SharePoint Online has a hard limit of 50,000 unique permission scopes per site collection. A unique permission scope is created each time you break inheritance on a list, library, folder, or item. When you attempt to break inheritance on a subfolder after exceeding this limit, SharePoint silently ignores the request. The folder continues to inherit permissions from its parent, and no error appears in the browser UI.

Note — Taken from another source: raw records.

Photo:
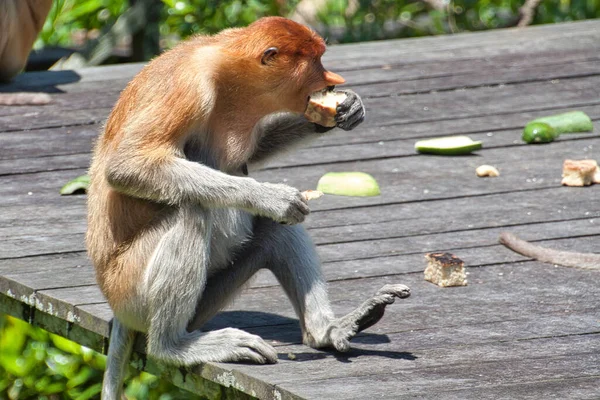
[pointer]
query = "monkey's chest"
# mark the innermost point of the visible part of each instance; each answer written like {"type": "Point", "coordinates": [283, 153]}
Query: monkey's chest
{"type": "Point", "coordinates": [231, 228]}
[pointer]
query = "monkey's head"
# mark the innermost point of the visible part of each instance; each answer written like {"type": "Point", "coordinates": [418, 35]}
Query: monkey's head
{"type": "Point", "coordinates": [284, 62]}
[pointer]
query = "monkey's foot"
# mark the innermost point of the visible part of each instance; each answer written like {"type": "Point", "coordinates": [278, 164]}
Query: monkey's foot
{"type": "Point", "coordinates": [223, 345]}
{"type": "Point", "coordinates": [341, 330]}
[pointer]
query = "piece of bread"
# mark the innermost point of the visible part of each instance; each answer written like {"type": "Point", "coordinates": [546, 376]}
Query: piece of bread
{"type": "Point", "coordinates": [322, 107]}
{"type": "Point", "coordinates": [445, 269]}
{"type": "Point", "coordinates": [580, 172]}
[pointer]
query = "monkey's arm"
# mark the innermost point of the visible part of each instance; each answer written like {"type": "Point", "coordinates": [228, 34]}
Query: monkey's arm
{"type": "Point", "coordinates": [164, 175]}
{"type": "Point", "coordinates": [281, 132]}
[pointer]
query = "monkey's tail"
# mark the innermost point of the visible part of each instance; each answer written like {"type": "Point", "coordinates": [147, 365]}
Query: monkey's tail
{"type": "Point", "coordinates": [544, 254]}
{"type": "Point", "coordinates": [119, 353]}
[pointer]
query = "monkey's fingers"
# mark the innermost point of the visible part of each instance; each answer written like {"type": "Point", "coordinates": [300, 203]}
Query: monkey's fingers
{"type": "Point", "coordinates": [350, 112]}
{"type": "Point", "coordinates": [312, 194]}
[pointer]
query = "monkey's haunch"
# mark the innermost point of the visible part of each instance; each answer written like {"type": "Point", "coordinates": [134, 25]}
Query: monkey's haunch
{"type": "Point", "coordinates": [544, 254]}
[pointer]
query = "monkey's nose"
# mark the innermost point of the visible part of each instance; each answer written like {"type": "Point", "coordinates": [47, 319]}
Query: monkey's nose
{"type": "Point", "coordinates": [333, 78]}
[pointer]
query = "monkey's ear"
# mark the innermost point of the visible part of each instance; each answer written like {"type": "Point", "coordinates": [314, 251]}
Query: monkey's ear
{"type": "Point", "coordinates": [269, 55]}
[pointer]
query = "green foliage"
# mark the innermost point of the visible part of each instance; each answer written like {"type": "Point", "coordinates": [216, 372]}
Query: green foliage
{"type": "Point", "coordinates": [185, 17]}
{"type": "Point", "coordinates": [340, 20]}
{"type": "Point", "coordinates": [37, 364]}
{"type": "Point", "coordinates": [359, 20]}
{"type": "Point", "coordinates": [69, 19]}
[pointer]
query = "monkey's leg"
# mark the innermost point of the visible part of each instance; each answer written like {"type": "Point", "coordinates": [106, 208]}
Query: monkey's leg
{"type": "Point", "coordinates": [119, 351]}
{"type": "Point", "coordinates": [176, 279]}
{"type": "Point", "coordinates": [290, 254]}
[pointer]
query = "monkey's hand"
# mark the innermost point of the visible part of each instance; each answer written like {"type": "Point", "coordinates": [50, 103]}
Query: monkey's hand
{"type": "Point", "coordinates": [350, 112]}
{"type": "Point", "coordinates": [281, 203]}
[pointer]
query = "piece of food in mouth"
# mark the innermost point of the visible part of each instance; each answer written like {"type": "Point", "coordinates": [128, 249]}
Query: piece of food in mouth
{"type": "Point", "coordinates": [322, 107]}
{"type": "Point", "coordinates": [445, 269]}
{"type": "Point", "coordinates": [580, 172]}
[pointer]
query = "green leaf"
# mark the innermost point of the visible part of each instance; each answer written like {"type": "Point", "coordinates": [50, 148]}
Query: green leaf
{"type": "Point", "coordinates": [348, 184]}
{"type": "Point", "coordinates": [77, 185]}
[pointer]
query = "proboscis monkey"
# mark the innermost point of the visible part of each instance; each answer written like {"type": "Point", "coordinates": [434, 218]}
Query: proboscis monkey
{"type": "Point", "coordinates": [175, 227]}
{"type": "Point", "coordinates": [20, 23]}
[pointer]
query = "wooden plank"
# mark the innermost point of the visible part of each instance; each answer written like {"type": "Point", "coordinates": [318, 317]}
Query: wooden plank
{"type": "Point", "coordinates": [477, 376]}
{"type": "Point", "coordinates": [22, 118]}
{"type": "Point", "coordinates": [525, 42]}
{"type": "Point", "coordinates": [370, 142]}
{"type": "Point", "coordinates": [504, 291]}
{"type": "Point", "coordinates": [523, 168]}
{"type": "Point", "coordinates": [411, 51]}
{"type": "Point", "coordinates": [362, 223]}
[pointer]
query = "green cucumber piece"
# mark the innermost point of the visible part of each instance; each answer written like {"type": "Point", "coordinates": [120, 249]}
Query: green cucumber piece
{"type": "Point", "coordinates": [449, 146]}
{"type": "Point", "coordinates": [76, 185]}
{"type": "Point", "coordinates": [349, 184]}
{"type": "Point", "coordinates": [574, 121]}
{"type": "Point", "coordinates": [539, 132]}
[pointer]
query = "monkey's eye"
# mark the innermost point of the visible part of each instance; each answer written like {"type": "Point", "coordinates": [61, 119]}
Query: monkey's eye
{"type": "Point", "coordinates": [269, 55]}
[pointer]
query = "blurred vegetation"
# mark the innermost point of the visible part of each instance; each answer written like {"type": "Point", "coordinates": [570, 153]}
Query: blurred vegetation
{"type": "Point", "coordinates": [35, 364]}
{"type": "Point", "coordinates": [73, 21]}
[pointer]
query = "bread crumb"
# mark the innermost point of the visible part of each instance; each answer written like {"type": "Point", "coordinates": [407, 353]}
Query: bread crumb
{"type": "Point", "coordinates": [445, 269]}
{"type": "Point", "coordinates": [580, 172]}
{"type": "Point", "coordinates": [487, 170]}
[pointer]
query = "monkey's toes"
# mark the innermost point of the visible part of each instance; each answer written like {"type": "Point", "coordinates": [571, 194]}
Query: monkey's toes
{"type": "Point", "coordinates": [398, 290]}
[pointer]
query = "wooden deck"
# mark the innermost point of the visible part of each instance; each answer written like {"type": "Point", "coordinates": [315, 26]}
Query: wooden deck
{"type": "Point", "coordinates": [519, 330]}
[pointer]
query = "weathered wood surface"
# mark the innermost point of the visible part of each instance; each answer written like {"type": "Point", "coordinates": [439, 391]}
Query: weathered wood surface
{"type": "Point", "coordinates": [521, 329]}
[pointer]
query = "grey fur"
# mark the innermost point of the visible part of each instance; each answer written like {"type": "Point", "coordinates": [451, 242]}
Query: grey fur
{"type": "Point", "coordinates": [219, 230]}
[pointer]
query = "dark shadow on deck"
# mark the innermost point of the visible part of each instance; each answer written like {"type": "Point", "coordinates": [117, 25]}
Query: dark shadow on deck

This limit exists to protect performance. Each unique scope requires a separate access control list entry in the database. Beyond 50,000 scopes, query times degrade and site provisioning can fail. The limit applies per site collection, not per site.

The Role of the Site Collection Permission Threshold

The 50,000-scope limit is documented in SharePoint limits and boundaries. It affects all permission inheritance breaks, not just folders. If you already have many unique permissions on lists, document libraries, or items, the next break attempt on any subfolder will fail. The UI does not warn you that you have reached the limit. You only notice when the folder still shows “Inherited permissions” after you click “Stop Inheriting Permissions.”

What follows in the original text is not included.